Beberapa hasil penelitian mengenai konflik agama baik di masa Orde Baru maupun di masa reformasi menunjukkan betapa penting peran pemerintah baik langsung maupun tidak langsung dalam hampir semua kasus konflik agama salama ini. Saidi dkk (2001; 1 - 20) yang secara khusus menyoroti kebijakan keagamaan, Orde Baru melihat bahwa intervensi pemerintah yang berlebihan terhadap kehidupan keagamaan mengimplikasikan banyak hal, dua di antaranya adalah, pertama, kekecewaan, ketidakpuasan, dan kemarahan sebagian kaum beragama yang dalam konteks Islam kemudian melahirkan gerakan-gerakan radikal-fundamental-ekstrim yang di masa Orde Baru ditunjukkan oleh kasus-kasus Tanjungpriuk, Lampung, dan sebangsanya. Kedua, ketidak-percayaan sebagian kaum muslim terhadap sistem kenegaraan yang dianggap tidak dapat memberikan kesejahteraan dan keadilan yang merata sehingga mendorong mereka untuk mengidealisasi (mengilusi) Islam sebagai sesuatu yang kaffah dan alternatif bagi penataan kehidupan kenegaraan maupun kemasyarakatan di masa depan. Idealisasi Islam kaffah itu lalu menumbuhsuburkan puritanisasi dan ortodoksi yang bagi sebagaian kaum muslim lain cenderung berlebihan dan mengancam kehidupan plural dan multicultural.

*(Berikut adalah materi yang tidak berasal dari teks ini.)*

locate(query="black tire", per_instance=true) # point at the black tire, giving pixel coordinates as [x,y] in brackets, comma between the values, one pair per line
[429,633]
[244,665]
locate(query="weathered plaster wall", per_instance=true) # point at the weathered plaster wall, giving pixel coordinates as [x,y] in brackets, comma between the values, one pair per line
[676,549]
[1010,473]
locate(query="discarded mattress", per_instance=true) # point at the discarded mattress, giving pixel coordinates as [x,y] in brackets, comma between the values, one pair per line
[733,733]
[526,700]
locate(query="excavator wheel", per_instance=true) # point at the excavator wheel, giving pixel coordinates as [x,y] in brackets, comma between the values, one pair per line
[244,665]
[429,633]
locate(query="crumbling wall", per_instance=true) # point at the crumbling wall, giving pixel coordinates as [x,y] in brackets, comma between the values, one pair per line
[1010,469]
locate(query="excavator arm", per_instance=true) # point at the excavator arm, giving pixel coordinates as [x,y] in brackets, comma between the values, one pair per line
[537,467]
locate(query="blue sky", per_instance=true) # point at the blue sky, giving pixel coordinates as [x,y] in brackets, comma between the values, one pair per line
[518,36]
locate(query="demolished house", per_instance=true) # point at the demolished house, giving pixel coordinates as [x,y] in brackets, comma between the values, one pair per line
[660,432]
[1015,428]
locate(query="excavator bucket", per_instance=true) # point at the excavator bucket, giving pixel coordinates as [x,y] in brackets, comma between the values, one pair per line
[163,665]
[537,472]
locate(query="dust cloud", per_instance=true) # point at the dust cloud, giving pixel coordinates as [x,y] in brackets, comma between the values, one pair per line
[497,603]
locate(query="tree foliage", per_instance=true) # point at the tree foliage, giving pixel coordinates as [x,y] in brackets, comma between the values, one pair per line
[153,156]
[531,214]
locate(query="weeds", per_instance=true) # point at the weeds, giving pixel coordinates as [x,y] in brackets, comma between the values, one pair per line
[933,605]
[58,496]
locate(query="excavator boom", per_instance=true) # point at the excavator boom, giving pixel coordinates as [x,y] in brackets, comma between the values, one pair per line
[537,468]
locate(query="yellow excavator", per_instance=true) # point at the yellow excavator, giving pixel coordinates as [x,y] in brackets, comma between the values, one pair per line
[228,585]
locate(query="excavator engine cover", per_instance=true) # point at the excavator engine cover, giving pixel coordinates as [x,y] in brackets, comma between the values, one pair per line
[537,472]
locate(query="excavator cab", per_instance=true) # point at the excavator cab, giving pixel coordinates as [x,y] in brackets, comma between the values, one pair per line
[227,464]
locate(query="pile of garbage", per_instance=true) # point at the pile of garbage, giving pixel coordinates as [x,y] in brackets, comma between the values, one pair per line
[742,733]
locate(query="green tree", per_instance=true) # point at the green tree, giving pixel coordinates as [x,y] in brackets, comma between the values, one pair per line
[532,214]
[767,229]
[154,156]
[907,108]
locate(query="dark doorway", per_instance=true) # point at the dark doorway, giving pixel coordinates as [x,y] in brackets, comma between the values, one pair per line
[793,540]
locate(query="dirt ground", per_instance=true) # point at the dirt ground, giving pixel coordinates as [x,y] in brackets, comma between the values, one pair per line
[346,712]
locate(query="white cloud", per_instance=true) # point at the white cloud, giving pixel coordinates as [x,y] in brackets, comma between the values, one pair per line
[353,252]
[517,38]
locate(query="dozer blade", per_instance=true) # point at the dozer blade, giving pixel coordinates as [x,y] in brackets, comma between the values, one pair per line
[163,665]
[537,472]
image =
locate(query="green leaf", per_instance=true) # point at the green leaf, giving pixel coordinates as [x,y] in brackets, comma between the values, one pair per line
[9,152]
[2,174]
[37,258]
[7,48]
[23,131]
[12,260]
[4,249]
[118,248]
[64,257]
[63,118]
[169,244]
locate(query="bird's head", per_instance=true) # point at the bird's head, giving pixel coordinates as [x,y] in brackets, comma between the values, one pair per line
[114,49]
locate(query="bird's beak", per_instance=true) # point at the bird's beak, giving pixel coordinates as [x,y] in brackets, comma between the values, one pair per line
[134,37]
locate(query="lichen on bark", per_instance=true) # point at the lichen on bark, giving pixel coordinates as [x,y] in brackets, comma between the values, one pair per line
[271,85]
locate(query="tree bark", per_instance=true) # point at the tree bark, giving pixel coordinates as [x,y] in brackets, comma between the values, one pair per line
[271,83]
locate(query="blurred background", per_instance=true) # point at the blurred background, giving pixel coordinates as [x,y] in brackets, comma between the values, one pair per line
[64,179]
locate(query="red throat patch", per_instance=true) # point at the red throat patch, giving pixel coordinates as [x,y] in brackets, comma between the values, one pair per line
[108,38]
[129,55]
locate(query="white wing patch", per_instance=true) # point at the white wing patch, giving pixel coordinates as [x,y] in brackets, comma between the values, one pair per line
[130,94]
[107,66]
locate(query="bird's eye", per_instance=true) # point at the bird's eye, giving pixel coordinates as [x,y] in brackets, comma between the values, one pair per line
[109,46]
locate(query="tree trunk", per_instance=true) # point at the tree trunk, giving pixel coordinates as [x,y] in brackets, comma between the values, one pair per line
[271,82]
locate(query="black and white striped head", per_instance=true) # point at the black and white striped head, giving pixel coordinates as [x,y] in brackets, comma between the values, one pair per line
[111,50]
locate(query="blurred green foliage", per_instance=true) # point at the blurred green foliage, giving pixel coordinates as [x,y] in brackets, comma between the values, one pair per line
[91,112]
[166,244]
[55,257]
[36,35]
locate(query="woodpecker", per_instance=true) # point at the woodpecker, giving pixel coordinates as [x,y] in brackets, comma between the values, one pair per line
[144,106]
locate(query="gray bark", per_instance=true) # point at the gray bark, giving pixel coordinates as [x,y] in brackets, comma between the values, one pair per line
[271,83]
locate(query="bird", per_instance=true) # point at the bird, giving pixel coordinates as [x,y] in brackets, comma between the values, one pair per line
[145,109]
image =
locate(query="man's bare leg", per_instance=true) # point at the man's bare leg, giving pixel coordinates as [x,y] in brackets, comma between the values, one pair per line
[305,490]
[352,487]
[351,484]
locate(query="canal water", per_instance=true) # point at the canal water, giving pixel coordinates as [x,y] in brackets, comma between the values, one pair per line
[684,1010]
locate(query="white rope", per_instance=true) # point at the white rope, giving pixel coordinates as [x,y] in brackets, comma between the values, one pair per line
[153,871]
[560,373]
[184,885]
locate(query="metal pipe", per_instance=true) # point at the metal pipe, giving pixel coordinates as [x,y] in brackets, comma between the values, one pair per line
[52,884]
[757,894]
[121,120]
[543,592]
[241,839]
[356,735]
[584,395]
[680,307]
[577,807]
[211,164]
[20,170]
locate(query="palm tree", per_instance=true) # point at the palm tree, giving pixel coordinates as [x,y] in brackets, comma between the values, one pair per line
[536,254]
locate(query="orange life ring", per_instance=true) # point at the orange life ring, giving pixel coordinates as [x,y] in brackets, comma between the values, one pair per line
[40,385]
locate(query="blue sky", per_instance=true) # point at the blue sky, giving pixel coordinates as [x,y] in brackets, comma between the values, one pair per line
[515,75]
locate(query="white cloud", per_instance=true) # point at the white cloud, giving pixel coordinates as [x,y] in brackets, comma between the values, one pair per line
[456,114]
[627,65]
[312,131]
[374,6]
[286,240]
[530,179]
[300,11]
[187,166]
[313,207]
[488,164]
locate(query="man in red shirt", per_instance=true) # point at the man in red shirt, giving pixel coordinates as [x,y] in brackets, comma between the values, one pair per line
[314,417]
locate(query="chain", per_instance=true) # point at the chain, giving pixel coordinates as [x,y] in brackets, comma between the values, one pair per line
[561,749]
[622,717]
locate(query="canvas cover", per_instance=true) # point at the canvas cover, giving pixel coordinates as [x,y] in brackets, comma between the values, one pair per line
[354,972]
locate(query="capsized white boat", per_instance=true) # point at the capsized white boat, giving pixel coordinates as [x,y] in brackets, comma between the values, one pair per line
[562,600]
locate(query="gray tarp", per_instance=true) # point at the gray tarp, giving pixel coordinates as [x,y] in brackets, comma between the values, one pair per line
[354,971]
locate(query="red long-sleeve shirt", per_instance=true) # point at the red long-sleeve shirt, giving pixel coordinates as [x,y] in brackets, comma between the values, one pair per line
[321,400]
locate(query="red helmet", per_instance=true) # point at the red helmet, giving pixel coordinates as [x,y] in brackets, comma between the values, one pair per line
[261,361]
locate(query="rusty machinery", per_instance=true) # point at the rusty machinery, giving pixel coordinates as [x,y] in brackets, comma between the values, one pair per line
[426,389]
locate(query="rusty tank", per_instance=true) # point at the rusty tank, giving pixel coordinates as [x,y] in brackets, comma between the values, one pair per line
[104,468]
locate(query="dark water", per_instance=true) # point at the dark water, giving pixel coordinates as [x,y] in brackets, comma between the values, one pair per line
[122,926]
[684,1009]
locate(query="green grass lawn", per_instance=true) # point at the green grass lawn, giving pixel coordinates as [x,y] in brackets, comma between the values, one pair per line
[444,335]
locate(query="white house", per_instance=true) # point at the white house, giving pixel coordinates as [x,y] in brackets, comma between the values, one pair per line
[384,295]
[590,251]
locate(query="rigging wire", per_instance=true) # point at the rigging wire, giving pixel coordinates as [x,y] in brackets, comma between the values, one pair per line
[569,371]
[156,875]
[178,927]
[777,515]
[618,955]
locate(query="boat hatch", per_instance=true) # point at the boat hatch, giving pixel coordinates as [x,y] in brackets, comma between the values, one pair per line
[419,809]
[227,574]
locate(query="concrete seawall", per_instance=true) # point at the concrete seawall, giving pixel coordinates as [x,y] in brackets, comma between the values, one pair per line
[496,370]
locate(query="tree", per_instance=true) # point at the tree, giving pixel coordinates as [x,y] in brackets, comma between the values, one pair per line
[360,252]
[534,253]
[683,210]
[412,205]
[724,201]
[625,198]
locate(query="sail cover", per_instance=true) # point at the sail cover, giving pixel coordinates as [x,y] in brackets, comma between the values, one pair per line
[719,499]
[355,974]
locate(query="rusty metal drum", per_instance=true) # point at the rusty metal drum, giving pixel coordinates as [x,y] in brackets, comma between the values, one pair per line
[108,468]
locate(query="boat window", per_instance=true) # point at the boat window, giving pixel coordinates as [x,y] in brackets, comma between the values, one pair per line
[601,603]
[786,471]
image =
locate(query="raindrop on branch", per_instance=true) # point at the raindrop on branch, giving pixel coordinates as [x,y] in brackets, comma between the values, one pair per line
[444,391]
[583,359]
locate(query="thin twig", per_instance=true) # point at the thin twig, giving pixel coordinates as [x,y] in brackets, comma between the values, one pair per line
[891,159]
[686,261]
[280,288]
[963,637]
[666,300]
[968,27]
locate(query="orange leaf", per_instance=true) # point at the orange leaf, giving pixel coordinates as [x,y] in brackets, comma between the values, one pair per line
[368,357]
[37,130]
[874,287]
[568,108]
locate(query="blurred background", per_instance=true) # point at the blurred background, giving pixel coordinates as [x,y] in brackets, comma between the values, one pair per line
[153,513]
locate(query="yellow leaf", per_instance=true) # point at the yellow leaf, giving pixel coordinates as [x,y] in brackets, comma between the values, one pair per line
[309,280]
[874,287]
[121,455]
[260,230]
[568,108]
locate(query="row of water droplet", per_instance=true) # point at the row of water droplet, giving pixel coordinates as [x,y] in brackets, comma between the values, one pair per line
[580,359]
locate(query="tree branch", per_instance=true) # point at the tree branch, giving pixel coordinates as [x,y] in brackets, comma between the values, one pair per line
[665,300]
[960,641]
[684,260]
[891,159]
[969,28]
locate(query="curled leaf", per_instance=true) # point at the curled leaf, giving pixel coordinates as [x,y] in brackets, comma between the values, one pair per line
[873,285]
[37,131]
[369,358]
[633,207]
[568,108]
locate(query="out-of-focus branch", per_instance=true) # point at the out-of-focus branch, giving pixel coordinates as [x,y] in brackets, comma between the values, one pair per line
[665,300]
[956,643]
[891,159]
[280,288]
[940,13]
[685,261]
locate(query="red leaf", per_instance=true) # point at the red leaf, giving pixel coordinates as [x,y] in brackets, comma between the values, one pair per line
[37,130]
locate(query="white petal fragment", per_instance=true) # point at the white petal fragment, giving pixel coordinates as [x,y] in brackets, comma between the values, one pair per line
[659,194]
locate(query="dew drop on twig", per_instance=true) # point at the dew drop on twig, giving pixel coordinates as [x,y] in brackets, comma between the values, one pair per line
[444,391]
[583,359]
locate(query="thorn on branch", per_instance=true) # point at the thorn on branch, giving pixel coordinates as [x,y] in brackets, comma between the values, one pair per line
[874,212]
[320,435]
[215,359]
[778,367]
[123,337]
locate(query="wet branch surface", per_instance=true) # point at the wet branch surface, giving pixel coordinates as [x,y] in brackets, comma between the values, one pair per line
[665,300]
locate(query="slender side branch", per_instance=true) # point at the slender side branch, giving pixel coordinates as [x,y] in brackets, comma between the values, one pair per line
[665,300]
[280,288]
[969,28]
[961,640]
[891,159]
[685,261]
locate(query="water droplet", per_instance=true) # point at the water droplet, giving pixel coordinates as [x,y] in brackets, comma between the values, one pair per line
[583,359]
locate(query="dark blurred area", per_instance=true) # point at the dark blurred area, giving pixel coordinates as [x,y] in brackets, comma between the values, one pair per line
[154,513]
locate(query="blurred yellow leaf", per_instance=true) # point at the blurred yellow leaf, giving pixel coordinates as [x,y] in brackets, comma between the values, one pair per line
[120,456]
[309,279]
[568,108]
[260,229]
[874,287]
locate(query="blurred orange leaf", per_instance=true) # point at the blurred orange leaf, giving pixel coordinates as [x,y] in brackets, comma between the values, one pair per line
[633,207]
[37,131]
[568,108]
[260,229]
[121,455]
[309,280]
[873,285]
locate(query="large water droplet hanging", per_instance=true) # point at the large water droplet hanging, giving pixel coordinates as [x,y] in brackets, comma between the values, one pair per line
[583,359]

Persoalan yang kita hadapi adalah mempertanyakan dimana peran atau posisi agama dalam kehidupan yang penuh konflik ini? Apakah agama dapat berperan sebagai alat atau media yang kuat dalam resolusi konflik atau bahkan agama menjadi bagian dari konflik yang terjadi dan tidak habis-habisnya, atau agama justru menimbulkan pemicu terjadinya konflik?



B. Agama Sebagai Media untuk Resolusi Konflik: Sebuah Analisis
Di tengah maraknya aksi kekerasan antarumat beragama, antar kaum mayoritas-minoritas, posisi agama patut kembali dipertanyakan. Apakah agama masih bisa menjadi sumber perdamaian atau justru agama telah menjadi alat politisasi yang mematikan di negeri ini. Sejak lama, isu agama sebagai sumber konflik telah menjadi salah satu perdebatan panjang di kalangan akademisi dalam bidang kajian agama. Agama bahkan seringkali dituduh sebagai salah satu faktor pemicu timbulnya konflik. Tidak mengherankan jika kemudian ada yang meminta agar agama diletakkan di ruang private.[2] Namun, pandangan-pandangan yang dianggap masih dalam perdebatan itu turut memicu reaksi dari berbagai kalangan.
Tindakan-tindakan anarkis berbau agama seperti yang terjadi dalam insiden Cikeusik dan Temanggung juga membuat banyak orang kembali bertanya apakah agama itu baik atau jahat.[3] Charles Kimball (2002) dalam bukunya When Religion Becomes Evil menegaskan bahwa jawaban atas pertanyaan itu bisa TIDAK tetapi bisa juga YA. Kimball menegaskan dengan logika sederhana bahwa “guns don’t kill people; people kill people”  bahwa bukan senjata yang membunuh manusia, tetapi manusialah yang memegang dan menarik pelatuk senjata itu.[4]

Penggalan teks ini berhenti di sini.